L'équipe espagnole se spécialise dans l'utilisation de l'intelligence artificielle pour analyser le génome à la recherche de facteurs pouvant expliquer certaines maladies. Cette année, elle a découvert un lien entre une toxine bactérienne chez les enfants et la croissance du cancer du côlon chez des personnes de plus en plus jeunes .
Dans cette nouvelle étude, l'équipe a révélé un autre facteur de risque possible de cancer du poumon chez les non-fumeurs : la consommation d' acide aristolochique . Ce composé est présent dans des plantes largement utilisées en médecine traditionnelle chinoise. Jusqu'à présent, il était associé à des tumeurs de la vessie, des intestins, de l'estomac, des reins et du foie. L'étude révèle une signature génétique associée à ce composé, fortement présent chez les patients non-fumeurs atteints d'un cancer du poumon à Taïwan.

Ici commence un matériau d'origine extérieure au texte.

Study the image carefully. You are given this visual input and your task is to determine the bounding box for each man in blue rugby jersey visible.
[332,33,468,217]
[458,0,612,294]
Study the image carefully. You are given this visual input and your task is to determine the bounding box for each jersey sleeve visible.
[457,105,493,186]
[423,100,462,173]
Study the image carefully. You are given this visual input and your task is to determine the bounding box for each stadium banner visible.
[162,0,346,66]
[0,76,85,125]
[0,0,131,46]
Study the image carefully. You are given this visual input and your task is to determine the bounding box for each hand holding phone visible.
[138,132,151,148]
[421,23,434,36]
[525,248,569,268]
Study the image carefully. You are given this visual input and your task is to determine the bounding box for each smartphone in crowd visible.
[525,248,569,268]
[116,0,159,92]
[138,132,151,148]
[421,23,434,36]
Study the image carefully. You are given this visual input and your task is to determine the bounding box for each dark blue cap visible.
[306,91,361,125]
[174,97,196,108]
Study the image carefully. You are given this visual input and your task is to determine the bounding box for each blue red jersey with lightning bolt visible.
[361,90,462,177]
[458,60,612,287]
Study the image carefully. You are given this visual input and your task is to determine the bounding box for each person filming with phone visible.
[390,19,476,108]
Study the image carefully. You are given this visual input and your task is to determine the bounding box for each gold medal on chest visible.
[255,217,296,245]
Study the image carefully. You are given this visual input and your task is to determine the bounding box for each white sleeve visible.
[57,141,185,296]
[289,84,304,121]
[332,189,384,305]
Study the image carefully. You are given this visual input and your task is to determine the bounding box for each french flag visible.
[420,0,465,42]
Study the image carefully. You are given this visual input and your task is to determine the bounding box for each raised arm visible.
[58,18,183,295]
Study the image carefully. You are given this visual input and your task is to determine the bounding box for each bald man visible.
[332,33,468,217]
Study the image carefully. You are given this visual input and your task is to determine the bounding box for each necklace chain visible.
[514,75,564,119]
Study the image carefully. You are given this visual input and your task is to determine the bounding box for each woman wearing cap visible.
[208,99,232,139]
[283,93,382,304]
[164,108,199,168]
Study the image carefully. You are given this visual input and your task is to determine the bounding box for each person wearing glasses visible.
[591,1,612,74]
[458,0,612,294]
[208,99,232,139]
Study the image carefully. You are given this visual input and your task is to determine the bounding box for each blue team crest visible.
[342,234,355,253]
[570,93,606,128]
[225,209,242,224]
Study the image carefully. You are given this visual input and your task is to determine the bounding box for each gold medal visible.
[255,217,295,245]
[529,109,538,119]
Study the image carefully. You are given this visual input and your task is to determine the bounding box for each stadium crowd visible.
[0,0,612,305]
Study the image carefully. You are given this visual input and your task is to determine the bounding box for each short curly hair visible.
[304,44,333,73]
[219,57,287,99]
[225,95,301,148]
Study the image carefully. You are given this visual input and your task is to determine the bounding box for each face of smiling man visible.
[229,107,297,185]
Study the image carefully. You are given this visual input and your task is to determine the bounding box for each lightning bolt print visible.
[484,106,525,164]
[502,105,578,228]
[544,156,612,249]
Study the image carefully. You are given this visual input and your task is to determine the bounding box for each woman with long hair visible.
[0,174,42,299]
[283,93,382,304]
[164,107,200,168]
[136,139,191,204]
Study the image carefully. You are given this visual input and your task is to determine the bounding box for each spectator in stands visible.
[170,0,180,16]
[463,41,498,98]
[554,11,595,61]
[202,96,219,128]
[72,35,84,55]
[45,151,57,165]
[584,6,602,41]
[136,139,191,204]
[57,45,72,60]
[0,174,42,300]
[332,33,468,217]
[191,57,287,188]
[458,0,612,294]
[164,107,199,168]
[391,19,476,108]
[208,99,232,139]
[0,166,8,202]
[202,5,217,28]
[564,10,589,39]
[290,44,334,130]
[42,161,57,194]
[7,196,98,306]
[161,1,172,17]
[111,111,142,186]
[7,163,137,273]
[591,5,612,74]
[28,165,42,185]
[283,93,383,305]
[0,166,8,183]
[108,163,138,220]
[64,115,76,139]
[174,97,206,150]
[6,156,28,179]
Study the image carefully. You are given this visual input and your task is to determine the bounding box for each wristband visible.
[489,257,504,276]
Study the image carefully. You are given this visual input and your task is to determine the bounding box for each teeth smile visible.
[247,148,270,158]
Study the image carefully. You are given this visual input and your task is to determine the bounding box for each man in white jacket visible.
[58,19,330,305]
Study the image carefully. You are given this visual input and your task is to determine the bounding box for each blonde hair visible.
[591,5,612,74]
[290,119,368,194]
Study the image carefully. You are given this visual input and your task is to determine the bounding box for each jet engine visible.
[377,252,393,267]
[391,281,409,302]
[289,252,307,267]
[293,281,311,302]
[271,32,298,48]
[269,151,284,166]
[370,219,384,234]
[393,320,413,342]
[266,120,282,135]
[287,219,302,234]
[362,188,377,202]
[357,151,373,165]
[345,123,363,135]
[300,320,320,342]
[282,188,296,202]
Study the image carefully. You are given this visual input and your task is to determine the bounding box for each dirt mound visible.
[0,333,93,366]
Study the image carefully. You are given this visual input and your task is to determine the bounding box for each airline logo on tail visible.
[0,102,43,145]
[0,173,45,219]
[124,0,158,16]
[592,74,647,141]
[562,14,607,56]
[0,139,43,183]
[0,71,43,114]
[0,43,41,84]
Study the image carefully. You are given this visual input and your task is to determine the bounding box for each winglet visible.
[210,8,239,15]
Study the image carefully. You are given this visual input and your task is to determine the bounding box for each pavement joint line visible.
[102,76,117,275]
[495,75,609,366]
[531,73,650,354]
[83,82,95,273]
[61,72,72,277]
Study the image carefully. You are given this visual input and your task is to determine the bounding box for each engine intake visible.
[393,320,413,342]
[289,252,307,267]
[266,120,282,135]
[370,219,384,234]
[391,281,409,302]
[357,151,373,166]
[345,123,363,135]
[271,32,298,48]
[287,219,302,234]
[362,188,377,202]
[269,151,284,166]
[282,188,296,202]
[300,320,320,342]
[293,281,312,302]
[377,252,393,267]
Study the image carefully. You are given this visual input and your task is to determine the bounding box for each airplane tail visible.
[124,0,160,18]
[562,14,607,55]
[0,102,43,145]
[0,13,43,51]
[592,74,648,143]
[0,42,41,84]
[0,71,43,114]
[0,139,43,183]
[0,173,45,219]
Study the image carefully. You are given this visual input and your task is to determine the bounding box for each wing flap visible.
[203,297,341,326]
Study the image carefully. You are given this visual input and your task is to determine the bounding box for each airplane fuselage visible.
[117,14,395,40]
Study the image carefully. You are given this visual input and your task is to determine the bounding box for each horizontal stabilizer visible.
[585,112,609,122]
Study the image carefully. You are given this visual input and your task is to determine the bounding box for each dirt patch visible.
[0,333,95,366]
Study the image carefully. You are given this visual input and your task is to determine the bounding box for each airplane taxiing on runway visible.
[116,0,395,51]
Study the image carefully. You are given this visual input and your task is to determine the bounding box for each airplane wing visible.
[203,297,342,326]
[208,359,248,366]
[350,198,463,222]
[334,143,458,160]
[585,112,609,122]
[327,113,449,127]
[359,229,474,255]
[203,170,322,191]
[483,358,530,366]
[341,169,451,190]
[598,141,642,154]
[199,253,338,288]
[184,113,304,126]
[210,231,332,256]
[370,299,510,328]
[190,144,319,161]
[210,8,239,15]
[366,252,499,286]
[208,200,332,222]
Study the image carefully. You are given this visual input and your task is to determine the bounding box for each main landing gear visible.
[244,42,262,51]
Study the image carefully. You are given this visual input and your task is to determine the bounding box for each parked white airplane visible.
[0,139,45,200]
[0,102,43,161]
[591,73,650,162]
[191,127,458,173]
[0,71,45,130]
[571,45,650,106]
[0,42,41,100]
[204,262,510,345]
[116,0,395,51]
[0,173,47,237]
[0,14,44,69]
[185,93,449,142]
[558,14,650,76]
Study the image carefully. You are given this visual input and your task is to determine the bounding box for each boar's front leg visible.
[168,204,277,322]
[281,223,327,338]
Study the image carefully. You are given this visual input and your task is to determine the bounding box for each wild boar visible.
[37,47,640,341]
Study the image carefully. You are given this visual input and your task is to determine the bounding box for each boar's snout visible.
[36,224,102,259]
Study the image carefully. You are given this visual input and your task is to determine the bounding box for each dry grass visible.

L’équipe souhaite maintenant explorer ses conclusions sur le cancer du poumon et d’autres facteurs tels que la consommation de marijuana, les cigarettes électroniques et l’exposition au radon, un gaz associé au granit qui augmente également le risque de cancer du poumon.
« Il s'agit d'une étude sans précédent sur le cancer du poumon chez les non-fumeurs », souligne Rosario García-Campelo, membre du conseil d'administration de la Société espagnole d'oncologie médicale. « Il s'agit du groupe de patients le plus vaste et le plus diversifié dont les données génomiques aient jamais été analysées. Bien que l'étude ne puisse pas conclure que la pollution soit à l'origine de ces tumeurs, elle ouvre de nombreuses hypothèses de travail dans un domaine de plus en plus préoccupant », ajoute-t-elle.